Anterior Cruciate Ligament Surgery Rehabilitation - Canine

April 7, 2018

Patient
Mixed breed canine, MN, 6 year-old

History
Anterior cruciate ligament surgery was performed on the right stifle two weeks prior to digital thermal imaging to evaluate the patient’s progress and response to rehabilitation and laser therapy.

Regional Screen with Digital Thermal Imaging
The patient was acclimated to room temperature, was not handled during acclimation, and remained calm during image capture. Multiple digital thermal images were captured with a Digatherm IR camera.

Interpretation of the Thermal Images
A focal area of hyperthermia was present over the incision site, radiating out from joint.

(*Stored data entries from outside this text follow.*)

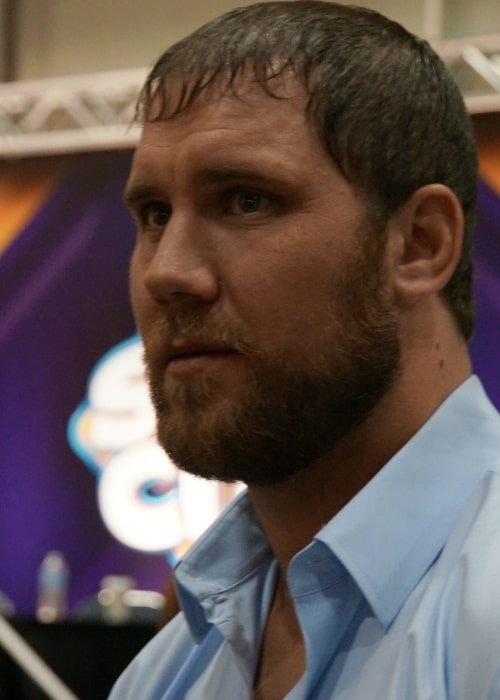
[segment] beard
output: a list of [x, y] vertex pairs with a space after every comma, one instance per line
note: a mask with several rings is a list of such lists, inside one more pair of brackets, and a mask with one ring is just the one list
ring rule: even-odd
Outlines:
[[[161, 328], [144, 334], [158, 440], [179, 468], [225, 482], [278, 484], [325, 457], [366, 420], [400, 361], [398, 318], [378, 248], [375, 256], [373, 250], [360, 254], [342, 280], [336, 277], [331, 323], [318, 337], [298, 336], [299, 352], [266, 353], [201, 305], [165, 315]], [[222, 395], [204, 375], [167, 388], [165, 340], [196, 332], [244, 356], [248, 378], [237, 393]]]

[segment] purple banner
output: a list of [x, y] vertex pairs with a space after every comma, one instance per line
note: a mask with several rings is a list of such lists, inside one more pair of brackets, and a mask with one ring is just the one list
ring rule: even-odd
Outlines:
[[500, 409], [500, 197], [479, 184], [474, 235], [476, 324], [470, 343], [475, 372]]
[[163, 556], [129, 550], [102, 524], [95, 477], [71, 451], [68, 419], [102, 355], [134, 332], [122, 205], [129, 153], [73, 157], [64, 182], [0, 257], [0, 591], [36, 600], [40, 562], [61, 550], [70, 604], [107, 574], [160, 590]]

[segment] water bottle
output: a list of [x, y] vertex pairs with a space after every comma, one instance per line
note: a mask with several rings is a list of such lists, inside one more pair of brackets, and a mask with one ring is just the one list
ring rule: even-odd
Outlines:
[[59, 622], [68, 612], [69, 568], [58, 551], [47, 552], [38, 570], [36, 617], [40, 622]]
[[124, 625], [130, 620], [130, 607], [125, 597], [135, 584], [129, 576], [105, 576], [97, 600], [101, 606], [102, 619], [109, 625]]

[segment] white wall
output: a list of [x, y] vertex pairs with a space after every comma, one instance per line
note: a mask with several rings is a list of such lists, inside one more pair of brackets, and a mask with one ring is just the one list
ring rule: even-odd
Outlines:
[[[150, 65], [173, 41], [246, 1], [18, 0], [17, 78]], [[358, 0], [358, 4], [420, 35], [429, 36], [429, 17], [439, 20], [443, 7], [446, 33], [500, 31], [499, 0]]]
[[20, 0], [19, 78], [150, 64], [231, 0]]
[[[359, 4], [421, 33], [421, 2]], [[19, 0], [17, 77], [149, 65], [173, 41], [242, 4], [245, 0]]]
[[499, 0], [445, 0], [443, 31], [450, 37], [499, 33]]

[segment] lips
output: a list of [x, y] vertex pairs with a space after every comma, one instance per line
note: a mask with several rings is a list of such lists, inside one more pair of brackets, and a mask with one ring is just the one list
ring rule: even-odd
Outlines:
[[183, 375], [202, 371], [214, 362], [236, 356], [234, 348], [210, 342], [174, 342], [171, 344], [167, 360], [169, 374]]
[[212, 355], [212, 354], [230, 354], [235, 352], [235, 349], [228, 345], [207, 341], [174, 341], [170, 345], [169, 359], [177, 360], [189, 356], [197, 355]]

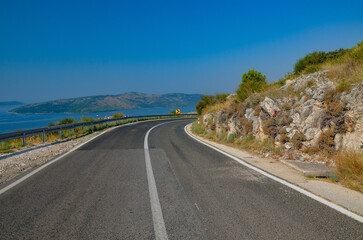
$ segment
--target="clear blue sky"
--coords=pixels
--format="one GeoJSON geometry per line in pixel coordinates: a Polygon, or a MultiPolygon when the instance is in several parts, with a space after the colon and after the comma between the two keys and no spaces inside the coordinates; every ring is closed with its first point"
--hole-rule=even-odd
{"type": "Polygon", "coordinates": [[[361,0],[0,0],[0,101],[234,92],[362,40],[361,0]]]}

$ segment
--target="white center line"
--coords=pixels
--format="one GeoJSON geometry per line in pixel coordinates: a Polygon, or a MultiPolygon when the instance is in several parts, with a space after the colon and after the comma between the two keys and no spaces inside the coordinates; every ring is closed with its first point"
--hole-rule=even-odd
{"type": "Polygon", "coordinates": [[[150,153],[149,153],[149,144],[148,144],[148,138],[151,130],[154,128],[161,126],[163,124],[170,123],[165,122],[158,125],[155,125],[154,127],[150,128],[149,131],[147,131],[144,139],[144,152],[145,152],[145,163],[146,163],[146,174],[147,174],[147,182],[149,185],[149,194],[150,194],[150,204],[151,204],[151,213],[153,217],[153,223],[154,223],[154,232],[155,232],[155,239],[157,240],[167,240],[168,235],[166,233],[165,228],[165,222],[163,218],[163,213],[161,211],[161,205],[159,201],[158,196],[158,190],[156,188],[155,178],[153,169],[151,166],[151,160],[150,160],[150,153]]]}

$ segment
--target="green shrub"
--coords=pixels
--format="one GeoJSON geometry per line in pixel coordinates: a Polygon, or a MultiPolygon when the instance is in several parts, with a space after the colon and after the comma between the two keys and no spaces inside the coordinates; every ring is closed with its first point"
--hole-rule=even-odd
{"type": "Polygon", "coordinates": [[[306,67],[305,73],[314,73],[314,72],[318,72],[320,70],[321,70],[320,65],[313,64],[313,65],[306,67]]]}
{"type": "Polygon", "coordinates": [[[72,124],[72,123],[75,123],[73,118],[65,118],[65,119],[62,119],[59,122],[57,122],[56,125],[59,126],[59,125],[66,125],[66,124],[72,124]]]}
{"type": "Polygon", "coordinates": [[[203,109],[206,108],[209,105],[213,105],[217,102],[217,99],[214,96],[210,95],[203,95],[200,101],[195,106],[195,109],[197,110],[197,113],[199,115],[202,114],[203,109]]]}
{"type": "Polygon", "coordinates": [[[201,124],[199,124],[198,122],[193,122],[191,130],[193,133],[198,134],[198,135],[206,133],[204,127],[201,124]]]}
{"type": "Polygon", "coordinates": [[[362,59],[363,58],[363,47],[358,47],[355,49],[339,49],[330,52],[312,52],[307,54],[305,57],[299,59],[294,66],[294,74],[300,73],[314,73],[321,70],[321,64],[324,62],[339,62],[344,57],[350,53],[352,59],[362,59]]]}
{"type": "Polygon", "coordinates": [[[229,93],[216,94],[217,102],[224,103],[227,100],[229,93]]]}
{"type": "Polygon", "coordinates": [[[93,118],[90,118],[90,117],[85,117],[85,118],[82,118],[81,119],[81,122],[91,122],[91,121],[94,121],[95,119],[93,118]]]}
{"type": "Polygon", "coordinates": [[[237,138],[237,134],[232,133],[232,134],[230,134],[230,135],[228,136],[227,141],[228,141],[229,143],[233,143],[233,142],[234,142],[234,140],[236,140],[236,138],[237,138]]]}
{"type": "Polygon", "coordinates": [[[11,145],[8,143],[8,142],[2,142],[1,143],[1,148],[0,148],[0,150],[2,151],[2,152],[7,152],[8,150],[10,150],[11,149],[11,145]]]}
{"type": "Polygon", "coordinates": [[[91,127],[89,127],[89,128],[87,129],[87,133],[88,133],[88,134],[93,133],[93,129],[92,129],[91,127]]]}
{"type": "Polygon", "coordinates": [[[203,95],[200,101],[195,106],[195,109],[197,110],[197,113],[199,115],[202,114],[203,109],[205,109],[208,106],[217,104],[217,103],[224,103],[227,100],[227,97],[229,96],[228,93],[225,94],[216,94],[215,96],[212,95],[203,95]]]}
{"type": "Polygon", "coordinates": [[[294,73],[299,74],[311,65],[323,63],[326,60],[325,52],[312,52],[299,59],[294,66],[294,73]]]}
{"type": "Polygon", "coordinates": [[[356,62],[363,61],[363,41],[359,42],[356,47],[351,49],[349,56],[356,62]]]}
{"type": "Polygon", "coordinates": [[[122,118],[125,117],[125,115],[123,113],[115,113],[112,118],[122,118]]]}
{"type": "Polygon", "coordinates": [[[270,85],[271,86],[275,86],[275,87],[282,87],[282,86],[284,86],[285,85],[285,83],[286,83],[286,78],[283,78],[283,79],[280,79],[280,80],[278,80],[278,81],[276,81],[276,82],[272,82],[272,83],[270,83],[270,85]]]}
{"type": "Polygon", "coordinates": [[[73,134],[73,131],[72,130],[63,130],[62,131],[62,137],[63,138],[69,138],[69,137],[72,137],[74,134],[73,134]]]}
{"type": "Polygon", "coordinates": [[[266,76],[260,72],[250,69],[242,75],[242,83],[238,86],[237,97],[244,101],[250,95],[261,92],[266,87],[266,76]]]}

Thermal gradients over surrounding muscles depicted an irregular pattern due to compensation and early healing (Fig. 1).
This is an expected pattern during normal recovery from stifle surgery.
Thermal images of the left rear leg showed an extensive area of hyperthermia over the muscles from the hip region to below the stifle (Figs. 2 & 3).

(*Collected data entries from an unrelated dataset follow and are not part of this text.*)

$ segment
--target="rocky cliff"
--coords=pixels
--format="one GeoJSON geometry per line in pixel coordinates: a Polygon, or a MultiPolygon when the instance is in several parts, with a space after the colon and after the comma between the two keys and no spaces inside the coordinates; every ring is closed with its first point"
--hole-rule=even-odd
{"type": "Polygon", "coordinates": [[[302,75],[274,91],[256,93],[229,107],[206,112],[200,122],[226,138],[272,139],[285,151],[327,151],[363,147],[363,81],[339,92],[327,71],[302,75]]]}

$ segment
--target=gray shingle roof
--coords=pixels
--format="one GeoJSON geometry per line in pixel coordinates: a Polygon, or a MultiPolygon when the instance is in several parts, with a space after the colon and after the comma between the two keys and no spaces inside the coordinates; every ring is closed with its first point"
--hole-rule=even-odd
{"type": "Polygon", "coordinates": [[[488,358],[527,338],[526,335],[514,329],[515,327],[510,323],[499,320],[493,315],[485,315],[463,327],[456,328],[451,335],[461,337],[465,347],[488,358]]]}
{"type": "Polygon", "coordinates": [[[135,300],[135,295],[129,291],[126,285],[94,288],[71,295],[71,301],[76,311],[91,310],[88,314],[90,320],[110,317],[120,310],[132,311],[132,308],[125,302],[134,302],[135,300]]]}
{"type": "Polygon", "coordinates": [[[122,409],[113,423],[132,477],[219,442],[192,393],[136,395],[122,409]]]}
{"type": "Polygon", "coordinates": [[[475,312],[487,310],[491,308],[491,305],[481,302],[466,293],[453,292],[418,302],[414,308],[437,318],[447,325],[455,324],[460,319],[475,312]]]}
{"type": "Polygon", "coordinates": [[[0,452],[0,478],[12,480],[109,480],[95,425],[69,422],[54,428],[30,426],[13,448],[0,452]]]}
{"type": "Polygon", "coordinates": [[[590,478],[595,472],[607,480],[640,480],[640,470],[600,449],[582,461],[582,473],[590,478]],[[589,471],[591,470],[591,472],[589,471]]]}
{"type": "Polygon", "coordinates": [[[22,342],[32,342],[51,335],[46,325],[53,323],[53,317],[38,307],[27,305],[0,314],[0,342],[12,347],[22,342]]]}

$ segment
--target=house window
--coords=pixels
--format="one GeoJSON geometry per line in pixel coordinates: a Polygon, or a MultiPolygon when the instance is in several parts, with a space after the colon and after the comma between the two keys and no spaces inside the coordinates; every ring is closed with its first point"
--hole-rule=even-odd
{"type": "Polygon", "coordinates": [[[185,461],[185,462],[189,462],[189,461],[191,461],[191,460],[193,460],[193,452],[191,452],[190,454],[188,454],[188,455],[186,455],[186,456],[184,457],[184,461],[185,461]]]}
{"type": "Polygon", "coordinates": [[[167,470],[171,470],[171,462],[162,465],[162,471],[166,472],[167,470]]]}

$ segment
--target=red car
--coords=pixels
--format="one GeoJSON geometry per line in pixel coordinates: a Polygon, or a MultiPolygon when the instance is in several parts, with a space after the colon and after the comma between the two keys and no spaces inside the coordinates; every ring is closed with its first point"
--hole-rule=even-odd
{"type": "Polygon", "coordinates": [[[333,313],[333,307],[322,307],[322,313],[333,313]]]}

Value of the Digital Thermal Images
The presence of a significant increase in thermal gradients in the left rear leg indicates compensatory change as a result of weight shifting to the left rear.
This information indicates the need for a modification in the therapeutic rehabilitation plan so the inflammation in the left rear leg is appropriately addressed.

Fig. 1 – The right rear limb two weeks after right anterior cruciate ligament surgery.

Fig. 2 – Left rear leg two weeks after right anterior cruciate ligament surgery.

Fig. 3 – Left rear leg two weeks after right anterior cruciate ligament surgery.